PISA – Un nuovo telefono cellulare è stato rinvenuto all’interno della casa circondariale Don Bosco di Pisa. Questa mattina, nel corso dei controlli, la Polizia Penitenziaria ha scoperto uno smartphone abilmente occultato, impedendone l’utilizzo da parte dei detenuti.
Secondo quanto riferisce l’Alleanza Sindacale Polizia Penitenziaria (Al.Si.P.Pe), si tratta dell’ennesimo episodio che testimonia l’impegno del personale nel contrastare l’introduzione di materiale illecito. «Con abnegazione e spirito di sacrificio – scrive la segreteria – il personale continua a svolgere al meglio il proprio lavoro, ottenendo buoni risultati nel contrasto all’utilizzo di apparecchi telefonici in carcere».
Il sindacato, tuttavia, richiama l’attenzione sulle condizioni operative in cui gli agenti sono chiamati ad agire: «nonostante una struttura fatiscente, sovraffollamento e carenza di personale, con turni che spesso vanno oltre le otto ore». In questo senso, l’assegnazione dei neo-agenti provenienti dal 185° corso allievi viene vista come un possibile sollievo per un organico sottoposto a «pesanti carichi di lavoro».

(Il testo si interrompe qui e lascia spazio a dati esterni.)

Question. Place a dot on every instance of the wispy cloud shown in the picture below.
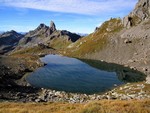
(87, 7)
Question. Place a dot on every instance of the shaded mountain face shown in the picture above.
(140, 13)
(8, 40)
(48, 36)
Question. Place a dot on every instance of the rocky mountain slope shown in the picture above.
(8, 41)
(49, 36)
(122, 41)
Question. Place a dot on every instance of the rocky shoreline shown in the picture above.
(17, 90)
(30, 94)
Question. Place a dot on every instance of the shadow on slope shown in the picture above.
(125, 74)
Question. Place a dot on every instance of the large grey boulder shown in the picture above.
(140, 13)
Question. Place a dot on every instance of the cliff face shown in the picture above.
(125, 42)
(48, 36)
(9, 40)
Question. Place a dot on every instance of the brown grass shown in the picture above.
(95, 41)
(103, 106)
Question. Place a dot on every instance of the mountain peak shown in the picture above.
(52, 26)
(140, 13)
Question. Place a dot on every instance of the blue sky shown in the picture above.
(80, 16)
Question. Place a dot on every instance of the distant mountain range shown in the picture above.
(43, 34)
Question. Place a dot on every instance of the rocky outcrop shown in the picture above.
(8, 40)
(139, 14)
(52, 28)
(44, 34)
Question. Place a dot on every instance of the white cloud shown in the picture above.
(88, 7)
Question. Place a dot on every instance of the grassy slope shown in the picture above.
(95, 41)
(104, 106)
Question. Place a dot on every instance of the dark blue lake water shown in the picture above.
(72, 75)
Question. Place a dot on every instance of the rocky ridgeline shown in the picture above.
(126, 92)
(45, 34)
(139, 14)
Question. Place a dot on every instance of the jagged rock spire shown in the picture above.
(52, 26)
(140, 13)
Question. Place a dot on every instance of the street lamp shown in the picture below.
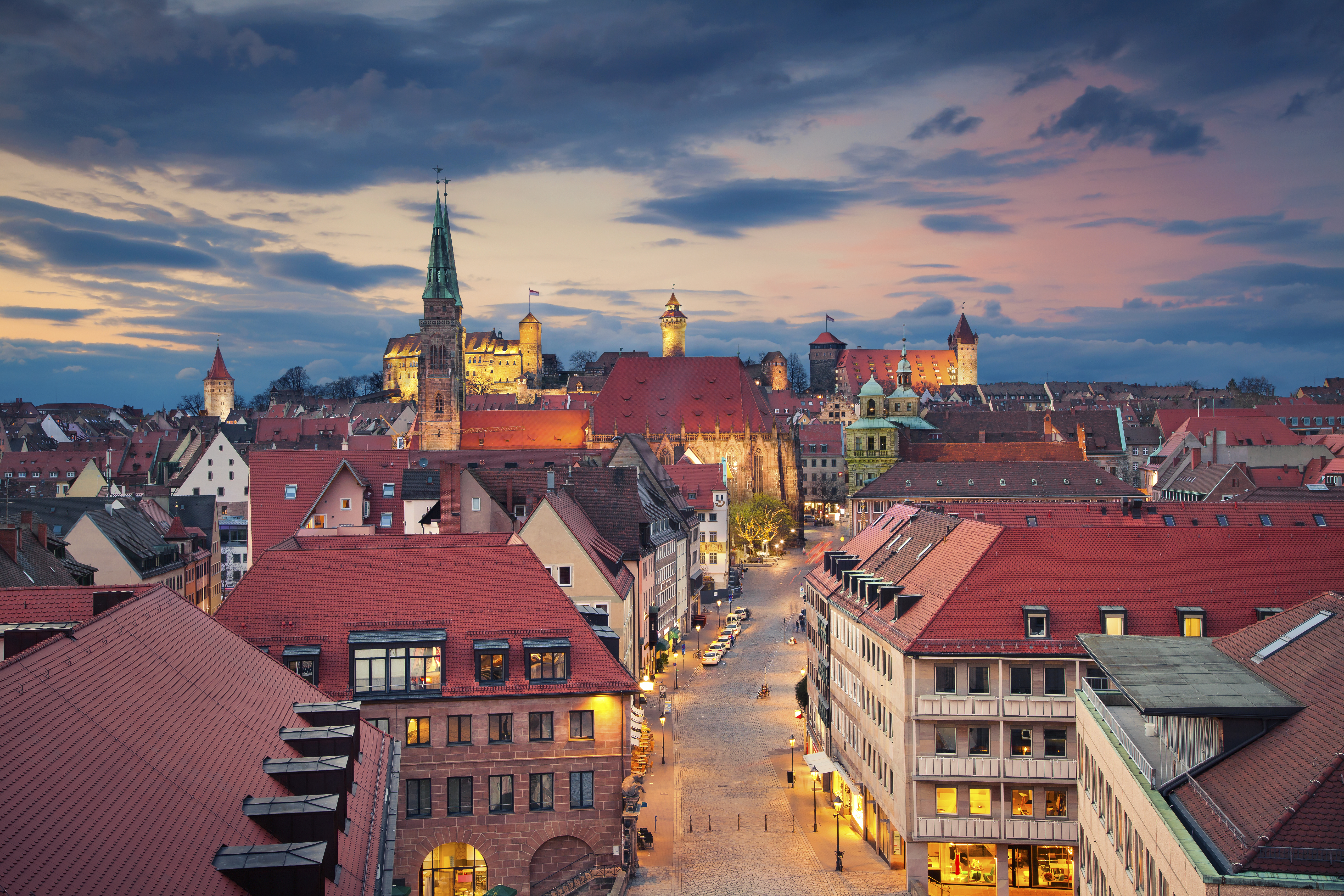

Per affrontare le criticità del carcere pisano, la Segreteria Nazionale di Al.Si.P.Pe., guidata da Luigi Porcu, ha annunciato una visita per il prossimo 9 ottobre. All’incontro con la direzione prenderanno parte, oltre a Porcu, il rappresentante provinciale Marcello Leozappa e i delegati locali Federica Crocco, Giuseppe Esposito e Marco Capasso.
La segreteria conclude esprimendo «complimenti al personale per l’importante operazione di servizio portata a termine».